Several factors or personal attributes have been found to be associated with ado­lescents’ use or nonuse of birth control. Teenage women who experience infrequent intercourse are likely to be ineffective contraception users (Glei, 1999; Klein, 2005). Furthermore, teenage women whose partners are several years older are significantly less likely to use birth control than are their peers who have partners closer in age (Ryan et al., 2008; Senn et al., 2011). Being involved with an older partner may result in "reduced power in a sexual relationship and reduced control over contraceptive decision-making" (Manlove et al., 2004, p. 265). Adolescents who experience intercourse at an early age are less likely to use contraception than are their peers who delay intercourse onset (Manlove & Terry-Humen, 2007; Ryan et al., 2007).

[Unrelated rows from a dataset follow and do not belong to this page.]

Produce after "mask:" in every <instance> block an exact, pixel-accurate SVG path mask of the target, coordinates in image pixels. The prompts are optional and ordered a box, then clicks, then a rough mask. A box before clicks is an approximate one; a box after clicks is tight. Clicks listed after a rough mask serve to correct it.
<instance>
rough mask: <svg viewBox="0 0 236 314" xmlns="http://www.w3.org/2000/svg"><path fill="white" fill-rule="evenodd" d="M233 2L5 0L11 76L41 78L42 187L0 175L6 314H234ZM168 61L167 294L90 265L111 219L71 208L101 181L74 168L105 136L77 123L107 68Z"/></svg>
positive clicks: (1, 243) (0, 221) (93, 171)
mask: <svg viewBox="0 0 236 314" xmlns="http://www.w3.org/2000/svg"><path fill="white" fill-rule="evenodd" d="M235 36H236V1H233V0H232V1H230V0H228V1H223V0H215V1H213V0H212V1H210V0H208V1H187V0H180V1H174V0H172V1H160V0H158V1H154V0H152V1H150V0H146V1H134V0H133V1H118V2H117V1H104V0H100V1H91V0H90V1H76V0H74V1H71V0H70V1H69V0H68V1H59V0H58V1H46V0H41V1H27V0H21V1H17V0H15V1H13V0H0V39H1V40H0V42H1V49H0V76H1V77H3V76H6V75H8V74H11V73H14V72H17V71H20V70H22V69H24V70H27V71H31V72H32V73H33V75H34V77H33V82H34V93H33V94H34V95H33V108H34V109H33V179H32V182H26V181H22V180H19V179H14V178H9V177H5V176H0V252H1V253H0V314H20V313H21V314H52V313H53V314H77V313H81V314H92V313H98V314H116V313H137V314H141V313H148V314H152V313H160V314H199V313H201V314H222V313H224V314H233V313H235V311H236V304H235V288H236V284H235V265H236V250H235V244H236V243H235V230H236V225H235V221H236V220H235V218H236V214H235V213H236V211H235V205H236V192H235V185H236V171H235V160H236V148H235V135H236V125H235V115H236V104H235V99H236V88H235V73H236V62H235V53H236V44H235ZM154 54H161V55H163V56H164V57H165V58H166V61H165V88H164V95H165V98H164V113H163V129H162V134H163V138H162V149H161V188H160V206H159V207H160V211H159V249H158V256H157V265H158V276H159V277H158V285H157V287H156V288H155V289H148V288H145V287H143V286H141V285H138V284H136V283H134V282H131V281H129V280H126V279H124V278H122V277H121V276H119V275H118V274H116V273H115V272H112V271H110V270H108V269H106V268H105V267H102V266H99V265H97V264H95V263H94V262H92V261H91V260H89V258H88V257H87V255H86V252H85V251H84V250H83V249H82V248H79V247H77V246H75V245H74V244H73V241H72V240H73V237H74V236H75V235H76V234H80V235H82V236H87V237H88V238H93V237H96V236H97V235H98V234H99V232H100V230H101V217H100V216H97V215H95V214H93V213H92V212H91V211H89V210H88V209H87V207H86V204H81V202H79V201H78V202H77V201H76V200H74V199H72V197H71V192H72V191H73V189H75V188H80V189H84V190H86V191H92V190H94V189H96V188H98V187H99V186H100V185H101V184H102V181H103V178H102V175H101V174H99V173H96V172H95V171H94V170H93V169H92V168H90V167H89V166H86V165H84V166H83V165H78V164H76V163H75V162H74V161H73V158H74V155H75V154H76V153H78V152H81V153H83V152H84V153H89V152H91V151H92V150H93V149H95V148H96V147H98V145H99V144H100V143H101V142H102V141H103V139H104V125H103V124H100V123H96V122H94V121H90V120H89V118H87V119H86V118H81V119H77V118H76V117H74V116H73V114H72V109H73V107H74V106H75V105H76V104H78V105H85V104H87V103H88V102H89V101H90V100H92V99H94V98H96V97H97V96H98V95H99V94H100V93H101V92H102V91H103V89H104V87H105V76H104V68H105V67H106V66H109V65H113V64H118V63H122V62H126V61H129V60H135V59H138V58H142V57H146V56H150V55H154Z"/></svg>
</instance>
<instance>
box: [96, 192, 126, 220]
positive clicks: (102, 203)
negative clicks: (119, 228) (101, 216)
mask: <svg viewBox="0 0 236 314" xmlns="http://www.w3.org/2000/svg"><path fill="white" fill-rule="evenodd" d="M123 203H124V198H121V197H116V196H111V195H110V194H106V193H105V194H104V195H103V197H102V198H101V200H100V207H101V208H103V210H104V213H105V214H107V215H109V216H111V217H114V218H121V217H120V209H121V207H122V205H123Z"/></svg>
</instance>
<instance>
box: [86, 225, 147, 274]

Research also indicates that sexually active adolescents in close, loving relationships are less likely to use condoms to prevent pregnancies and STIs than those in casual rela­tionships (Reece et al., 2010b). This finding suggests that teens in close relationships may prioritize trust, romance, and love over concerns about unwanted pregnancies and STIs and thus engage in risky sexual behaviors (Zimmerman et al., 2007). Inequities in power within intimate relationships often reduce a teenage woman’s ability to effectively negoti­ate condom use (Silverman et al., 2011). Many sexually active young women believe that they lack the right to communicate about and/or control aspects of their sexual interac­tion with men, and thus lack of sexual assertiveness is often associated with inconsistent contraceptive use (Manlove & Terry-Humen, 2007; Rickert et al., 2002).

Strong parent-child relationships that embrace healthy patterns of communica­tion about everyday life, including sex and contraception, have been positively linked to adolescent contraceptive use (Halpern-Felsher et al., 2004; Manlove & Terry-Humen,

2007) . Experiencing academic success in school and having well-educated parents are also associated with effective use of contraception (Klein, 2005; Manlove & Terry – Humen, 2007). Research also indicates that adolescents raised in families that stress personal responsibility for behavior tend to be effective users of birth control (Whitaker et al., 1999; Wilson et al., 1994). Finally and perhaps most obviously, adolescents who are the most knowledgeable about contraceptives are the most likely to use them consis­tently and effectively (Lagana, 1999).